THE investigation into a Clydebank firm allegedly behind more than 200 million illegal nuisance calls is continuing, it has been confirmed.

The Information Commissioner's Office (ICO) searched a business property in the town in March 2018 and said some of the calls could have put lives at risk by clogging up the line for drivers and pedestrians at unmanned level rail crossings.

Public complaints about the calls promoting boiler and window replacement schemes - often linked to non-existent Scottish or UK Government programmes - prompted an investigation by the ICO.

Ten months on, the ICO said their work was ongoing before they could make decisions about any enforcement action.

The Clydebank firm has never been confirmed by the ICO.

A previous ICO fine was leveled against a business for making 146 million calls, making the Clydebank firm one of the highest volumes for which the agency has ever executed a search warrant.

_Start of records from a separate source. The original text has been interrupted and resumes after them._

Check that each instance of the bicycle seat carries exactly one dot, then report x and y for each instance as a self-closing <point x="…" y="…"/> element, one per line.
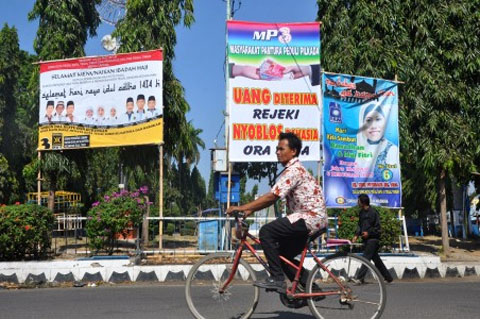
<point x="316" y="234"/>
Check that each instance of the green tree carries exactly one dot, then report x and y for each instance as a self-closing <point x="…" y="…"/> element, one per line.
<point x="64" y="27"/>
<point x="8" y="182"/>
<point x="434" y="50"/>
<point x="55" y="167"/>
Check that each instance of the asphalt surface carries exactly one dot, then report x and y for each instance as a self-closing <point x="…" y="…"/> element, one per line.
<point x="442" y="298"/>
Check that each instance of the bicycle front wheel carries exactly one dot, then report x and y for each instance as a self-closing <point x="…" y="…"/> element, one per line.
<point x="207" y="277"/>
<point x="365" y="300"/>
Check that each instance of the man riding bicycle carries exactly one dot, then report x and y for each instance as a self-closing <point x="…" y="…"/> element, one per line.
<point x="307" y="214"/>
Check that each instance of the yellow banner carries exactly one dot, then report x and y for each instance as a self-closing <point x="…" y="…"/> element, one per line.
<point x="61" y="136"/>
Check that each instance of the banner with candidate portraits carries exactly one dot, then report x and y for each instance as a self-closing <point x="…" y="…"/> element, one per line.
<point x="102" y="101"/>
<point x="273" y="87"/>
<point x="361" y="141"/>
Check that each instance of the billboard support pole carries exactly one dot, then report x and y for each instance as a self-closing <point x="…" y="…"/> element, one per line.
<point x="39" y="179"/>
<point x="227" y="123"/>
<point x="160" y="198"/>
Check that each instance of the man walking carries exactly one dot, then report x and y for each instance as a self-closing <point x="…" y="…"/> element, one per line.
<point x="369" y="229"/>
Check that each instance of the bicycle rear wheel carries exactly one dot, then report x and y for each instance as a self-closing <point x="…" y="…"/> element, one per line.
<point x="208" y="275"/>
<point x="365" y="301"/>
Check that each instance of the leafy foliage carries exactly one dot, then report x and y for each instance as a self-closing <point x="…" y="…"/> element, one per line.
<point x="25" y="232"/>
<point x="112" y="215"/>
<point x="434" y="49"/>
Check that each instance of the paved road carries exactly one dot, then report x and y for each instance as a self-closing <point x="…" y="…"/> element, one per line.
<point x="452" y="298"/>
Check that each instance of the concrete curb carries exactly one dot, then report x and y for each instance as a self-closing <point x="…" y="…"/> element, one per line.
<point x="120" y="270"/>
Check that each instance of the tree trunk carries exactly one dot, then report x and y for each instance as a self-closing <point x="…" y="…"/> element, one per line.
<point x="51" y="195"/>
<point x="443" y="211"/>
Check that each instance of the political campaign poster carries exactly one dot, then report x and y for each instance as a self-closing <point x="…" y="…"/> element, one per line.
<point x="273" y="87"/>
<point x="102" y="101"/>
<point x="361" y="141"/>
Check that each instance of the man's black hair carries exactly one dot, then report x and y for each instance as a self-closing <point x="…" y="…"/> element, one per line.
<point x="364" y="199"/>
<point x="294" y="141"/>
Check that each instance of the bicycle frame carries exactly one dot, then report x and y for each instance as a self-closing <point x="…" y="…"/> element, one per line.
<point x="290" y="291"/>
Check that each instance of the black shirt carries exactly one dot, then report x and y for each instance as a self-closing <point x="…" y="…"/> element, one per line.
<point x="370" y="222"/>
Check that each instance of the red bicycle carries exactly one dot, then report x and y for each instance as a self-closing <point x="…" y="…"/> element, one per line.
<point x="220" y="285"/>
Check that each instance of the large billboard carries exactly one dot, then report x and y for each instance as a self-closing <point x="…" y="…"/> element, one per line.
<point x="273" y="86"/>
<point x="103" y="101"/>
<point x="361" y="141"/>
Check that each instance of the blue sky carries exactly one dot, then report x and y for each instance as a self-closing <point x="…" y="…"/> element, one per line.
<point x="200" y="54"/>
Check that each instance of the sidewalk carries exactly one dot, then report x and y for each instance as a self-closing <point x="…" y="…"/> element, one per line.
<point x="413" y="266"/>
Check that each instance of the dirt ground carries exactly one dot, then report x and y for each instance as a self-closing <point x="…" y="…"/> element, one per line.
<point x="460" y="250"/>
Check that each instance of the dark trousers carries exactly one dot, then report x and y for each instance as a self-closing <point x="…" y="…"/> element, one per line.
<point x="370" y="252"/>
<point x="280" y="237"/>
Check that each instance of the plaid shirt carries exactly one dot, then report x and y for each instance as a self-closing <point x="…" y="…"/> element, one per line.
<point x="304" y="196"/>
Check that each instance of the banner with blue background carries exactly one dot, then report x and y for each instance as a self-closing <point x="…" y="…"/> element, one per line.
<point x="361" y="141"/>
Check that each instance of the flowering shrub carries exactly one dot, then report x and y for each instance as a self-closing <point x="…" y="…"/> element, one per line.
<point x="113" y="215"/>
<point x="391" y="227"/>
<point x="25" y="231"/>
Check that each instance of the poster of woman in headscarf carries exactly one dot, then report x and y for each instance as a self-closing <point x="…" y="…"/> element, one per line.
<point x="361" y="141"/>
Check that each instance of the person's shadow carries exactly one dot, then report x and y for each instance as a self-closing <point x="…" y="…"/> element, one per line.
<point x="281" y="315"/>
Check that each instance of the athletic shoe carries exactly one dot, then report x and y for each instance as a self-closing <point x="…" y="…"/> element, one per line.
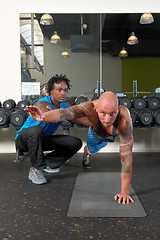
<point x="86" y="163"/>
<point x="36" y="176"/>
<point x="51" y="170"/>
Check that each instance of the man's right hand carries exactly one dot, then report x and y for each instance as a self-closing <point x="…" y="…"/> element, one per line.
<point x="35" y="113"/>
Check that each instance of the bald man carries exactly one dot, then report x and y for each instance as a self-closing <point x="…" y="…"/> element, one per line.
<point x="108" y="122"/>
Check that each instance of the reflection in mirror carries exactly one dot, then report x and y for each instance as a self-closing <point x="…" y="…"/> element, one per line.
<point x="93" y="43"/>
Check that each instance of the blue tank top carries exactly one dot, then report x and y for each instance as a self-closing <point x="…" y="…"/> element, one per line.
<point x="50" y="128"/>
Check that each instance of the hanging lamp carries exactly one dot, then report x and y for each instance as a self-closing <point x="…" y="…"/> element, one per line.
<point x="132" y="40"/>
<point x="146" y="18"/>
<point x="46" y="19"/>
<point x="65" y="54"/>
<point x="123" y="53"/>
<point x="55" y="39"/>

An ICO spokeswoman said: “This is a significant investigation into a number of companies and individuals instigating and / or making massive volumes of nuisance calls.

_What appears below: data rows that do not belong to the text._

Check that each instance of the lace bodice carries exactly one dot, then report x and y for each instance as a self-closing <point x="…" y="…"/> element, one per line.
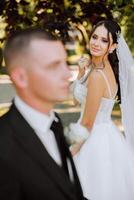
<point x="106" y="105"/>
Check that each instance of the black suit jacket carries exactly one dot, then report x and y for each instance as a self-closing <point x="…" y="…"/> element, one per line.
<point x="27" y="171"/>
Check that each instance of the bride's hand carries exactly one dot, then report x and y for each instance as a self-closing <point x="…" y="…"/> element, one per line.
<point x="76" y="147"/>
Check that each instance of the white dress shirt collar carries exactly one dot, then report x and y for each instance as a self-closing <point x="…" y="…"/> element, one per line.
<point x="37" y="120"/>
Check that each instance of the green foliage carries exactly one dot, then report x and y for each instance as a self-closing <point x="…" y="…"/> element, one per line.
<point x="60" y="16"/>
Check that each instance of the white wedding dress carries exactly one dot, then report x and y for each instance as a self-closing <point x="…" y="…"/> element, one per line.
<point x="105" y="163"/>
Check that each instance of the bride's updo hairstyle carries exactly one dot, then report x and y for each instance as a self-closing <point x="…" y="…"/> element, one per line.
<point x="115" y="30"/>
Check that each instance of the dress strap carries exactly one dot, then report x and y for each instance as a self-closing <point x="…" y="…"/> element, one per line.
<point x="108" y="85"/>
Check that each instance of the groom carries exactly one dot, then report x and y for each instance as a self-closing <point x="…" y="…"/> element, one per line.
<point x="35" y="163"/>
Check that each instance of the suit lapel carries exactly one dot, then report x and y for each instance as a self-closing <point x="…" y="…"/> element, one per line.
<point x="31" y="143"/>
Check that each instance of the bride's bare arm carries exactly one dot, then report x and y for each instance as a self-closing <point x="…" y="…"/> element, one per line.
<point x="96" y="89"/>
<point x="95" y="93"/>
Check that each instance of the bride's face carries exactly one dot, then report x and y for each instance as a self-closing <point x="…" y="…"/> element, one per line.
<point x="99" y="42"/>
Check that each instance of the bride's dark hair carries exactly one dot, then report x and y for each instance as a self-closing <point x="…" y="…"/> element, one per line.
<point x="113" y="28"/>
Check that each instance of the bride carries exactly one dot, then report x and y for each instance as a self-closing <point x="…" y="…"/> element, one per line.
<point x="103" y="155"/>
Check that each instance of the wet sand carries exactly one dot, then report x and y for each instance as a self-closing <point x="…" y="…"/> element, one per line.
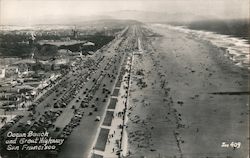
<point x="172" y="111"/>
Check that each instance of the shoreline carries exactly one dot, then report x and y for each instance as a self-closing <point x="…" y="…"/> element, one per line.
<point x="184" y="80"/>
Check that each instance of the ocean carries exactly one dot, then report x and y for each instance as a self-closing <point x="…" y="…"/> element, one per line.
<point x="237" y="49"/>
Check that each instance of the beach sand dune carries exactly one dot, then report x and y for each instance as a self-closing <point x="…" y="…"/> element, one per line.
<point x="173" y="112"/>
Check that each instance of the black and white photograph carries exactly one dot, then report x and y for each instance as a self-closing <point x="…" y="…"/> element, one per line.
<point x="124" y="78"/>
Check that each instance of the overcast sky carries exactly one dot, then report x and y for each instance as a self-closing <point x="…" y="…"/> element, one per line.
<point x="31" y="11"/>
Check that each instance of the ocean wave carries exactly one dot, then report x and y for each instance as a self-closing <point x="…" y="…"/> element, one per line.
<point x="236" y="49"/>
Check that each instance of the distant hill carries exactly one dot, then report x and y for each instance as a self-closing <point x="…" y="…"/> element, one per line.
<point x="147" y="16"/>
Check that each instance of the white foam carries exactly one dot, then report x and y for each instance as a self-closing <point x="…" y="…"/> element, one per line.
<point x="237" y="49"/>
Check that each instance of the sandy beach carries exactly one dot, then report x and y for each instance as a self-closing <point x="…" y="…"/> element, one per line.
<point x="181" y="103"/>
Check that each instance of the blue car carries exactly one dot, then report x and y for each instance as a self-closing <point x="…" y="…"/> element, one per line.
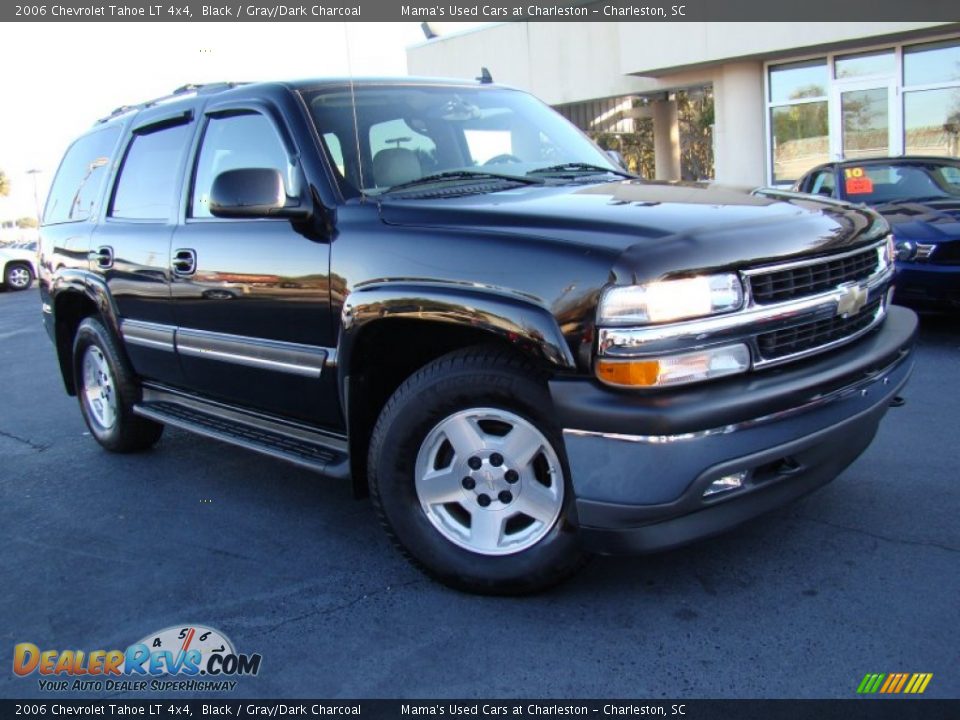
<point x="920" y="197"/>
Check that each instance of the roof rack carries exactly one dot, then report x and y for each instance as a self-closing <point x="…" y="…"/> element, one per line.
<point x="195" y="88"/>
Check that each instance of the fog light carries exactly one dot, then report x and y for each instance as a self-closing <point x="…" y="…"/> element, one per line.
<point x="675" y="369"/>
<point x="726" y="484"/>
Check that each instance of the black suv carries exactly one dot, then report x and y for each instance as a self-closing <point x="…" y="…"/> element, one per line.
<point x="445" y="293"/>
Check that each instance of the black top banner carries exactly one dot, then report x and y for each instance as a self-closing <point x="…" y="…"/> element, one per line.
<point x="476" y="10"/>
<point x="894" y="709"/>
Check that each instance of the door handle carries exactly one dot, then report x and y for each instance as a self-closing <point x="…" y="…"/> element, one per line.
<point x="184" y="261"/>
<point x="103" y="256"/>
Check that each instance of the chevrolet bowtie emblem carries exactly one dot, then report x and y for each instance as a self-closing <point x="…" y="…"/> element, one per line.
<point x="851" y="300"/>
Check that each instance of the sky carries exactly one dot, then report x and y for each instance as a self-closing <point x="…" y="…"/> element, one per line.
<point x="57" y="79"/>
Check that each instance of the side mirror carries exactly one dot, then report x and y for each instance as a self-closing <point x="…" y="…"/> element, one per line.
<point x="617" y="159"/>
<point x="251" y="193"/>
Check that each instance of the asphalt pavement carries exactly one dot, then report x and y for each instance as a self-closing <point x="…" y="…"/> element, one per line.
<point x="99" y="550"/>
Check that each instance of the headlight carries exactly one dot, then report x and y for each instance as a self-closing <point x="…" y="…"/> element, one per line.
<point x="906" y="250"/>
<point x="671" y="300"/>
<point x="888" y="251"/>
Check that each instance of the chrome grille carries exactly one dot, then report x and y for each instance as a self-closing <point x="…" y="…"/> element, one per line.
<point x="804" y="280"/>
<point x="808" y="336"/>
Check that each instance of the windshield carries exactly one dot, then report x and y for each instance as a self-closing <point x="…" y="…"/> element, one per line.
<point x="876" y="184"/>
<point x="406" y="133"/>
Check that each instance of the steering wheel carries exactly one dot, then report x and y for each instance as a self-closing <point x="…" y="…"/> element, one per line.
<point x="503" y="159"/>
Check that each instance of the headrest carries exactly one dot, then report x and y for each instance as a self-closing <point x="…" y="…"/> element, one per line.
<point x="393" y="166"/>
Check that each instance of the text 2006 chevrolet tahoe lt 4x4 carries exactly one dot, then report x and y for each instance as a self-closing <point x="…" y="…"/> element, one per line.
<point x="445" y="292"/>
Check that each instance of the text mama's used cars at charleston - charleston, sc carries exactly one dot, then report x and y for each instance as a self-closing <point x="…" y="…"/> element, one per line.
<point x="446" y="294"/>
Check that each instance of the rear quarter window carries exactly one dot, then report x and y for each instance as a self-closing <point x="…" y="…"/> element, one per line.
<point x="79" y="182"/>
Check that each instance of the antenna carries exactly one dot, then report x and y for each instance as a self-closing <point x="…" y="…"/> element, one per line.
<point x="353" y="105"/>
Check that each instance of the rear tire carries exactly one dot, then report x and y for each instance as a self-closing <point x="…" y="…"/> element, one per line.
<point x="468" y="475"/>
<point x="18" y="276"/>
<point x="108" y="389"/>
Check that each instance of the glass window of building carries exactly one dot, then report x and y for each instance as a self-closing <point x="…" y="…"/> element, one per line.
<point x="931" y="99"/>
<point x="799" y="121"/>
<point x="880" y="62"/>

"The action taken by the ICO in March 2018 disrupted the operation of the network, and we expect to conclude our investigation within the next couple of months. Decisions on the possibility of formal enforcement action will be taken after the investigation concludes.”

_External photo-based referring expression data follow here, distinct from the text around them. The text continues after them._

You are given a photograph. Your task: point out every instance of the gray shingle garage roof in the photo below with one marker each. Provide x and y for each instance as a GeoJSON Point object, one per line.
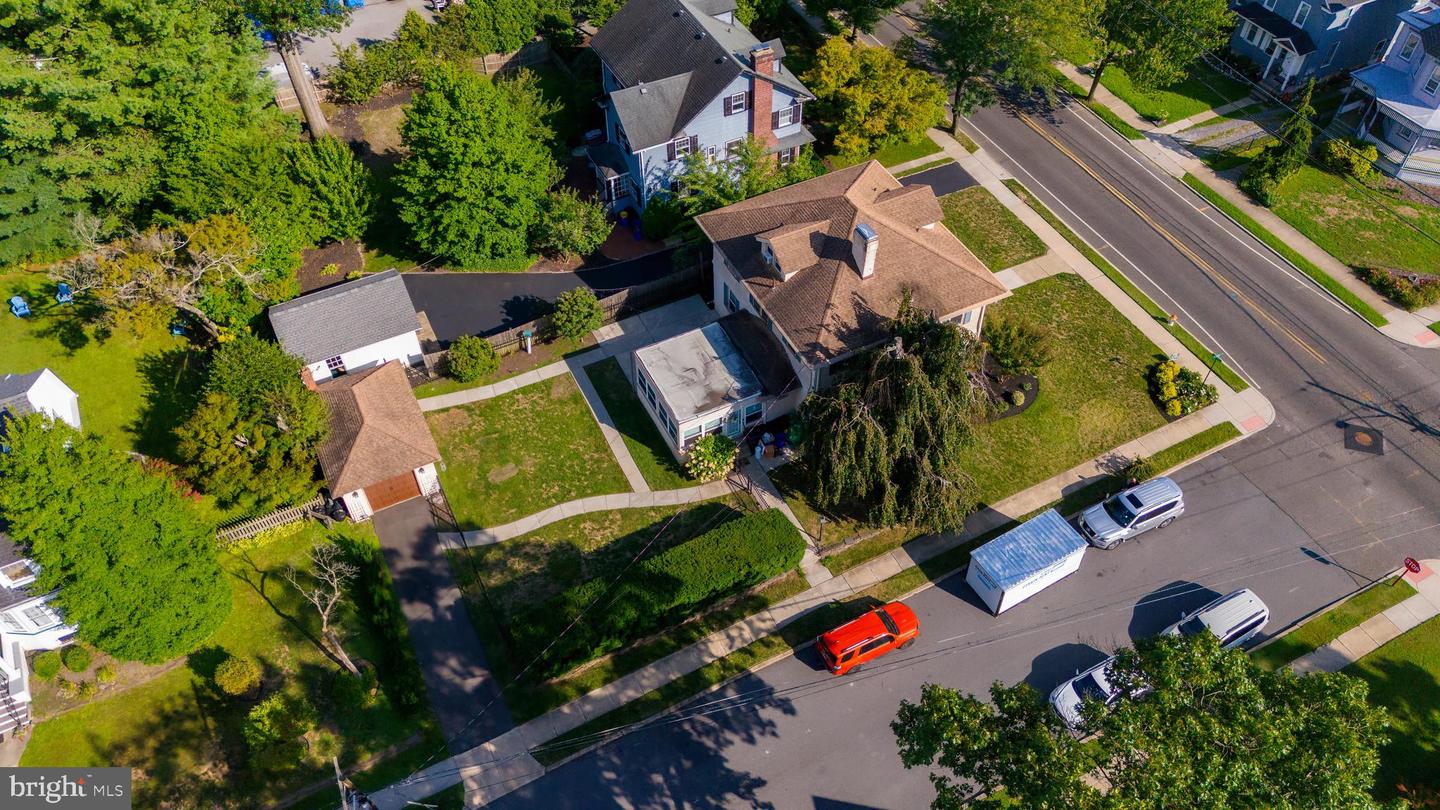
{"type": "Point", "coordinates": [344, 317]}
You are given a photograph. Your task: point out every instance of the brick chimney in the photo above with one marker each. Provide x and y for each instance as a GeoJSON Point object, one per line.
{"type": "Point", "coordinates": [761, 95]}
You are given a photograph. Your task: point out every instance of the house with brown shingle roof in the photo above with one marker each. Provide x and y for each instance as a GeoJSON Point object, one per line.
{"type": "Point", "coordinates": [818, 268]}
{"type": "Point", "coordinates": [379, 451]}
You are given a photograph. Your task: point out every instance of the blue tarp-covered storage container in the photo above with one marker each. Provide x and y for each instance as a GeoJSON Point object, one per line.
{"type": "Point", "coordinates": [1024, 561]}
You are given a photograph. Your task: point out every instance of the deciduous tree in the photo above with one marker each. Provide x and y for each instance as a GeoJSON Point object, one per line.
{"type": "Point", "coordinates": [1155, 42]}
{"type": "Point", "coordinates": [867, 98]}
{"type": "Point", "coordinates": [1213, 731]}
{"type": "Point", "coordinates": [134, 564]}
{"type": "Point", "coordinates": [475, 179]}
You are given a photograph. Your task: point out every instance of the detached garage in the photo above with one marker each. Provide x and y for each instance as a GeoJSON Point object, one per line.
{"type": "Point", "coordinates": [1024, 561]}
{"type": "Point", "coordinates": [379, 451]}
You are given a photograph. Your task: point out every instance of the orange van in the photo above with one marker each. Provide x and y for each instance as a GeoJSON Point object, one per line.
{"type": "Point", "coordinates": [866, 639]}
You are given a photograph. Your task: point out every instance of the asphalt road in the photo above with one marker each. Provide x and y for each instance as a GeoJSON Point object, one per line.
{"type": "Point", "coordinates": [1289, 513]}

The highest possible fine is £500,000 for breaching the Privacy and Electronic Communications Regulations 2003.

Some of the Clydebank calls were to Network Rail's Banavie Control Centre where the public can call to check if it's safe to cross the rails.

Clydebank Post:

Ken Macdonald, head of ICO Scotland, said last year: “These calls have caused millions of people disruption, annoyance and distress, but not only this, those made to a control centre charged with public safety may have endangered lives."

The ICO added that the public should only receive automated marketing calls if they have previously agreed an organisation can make these calls to them.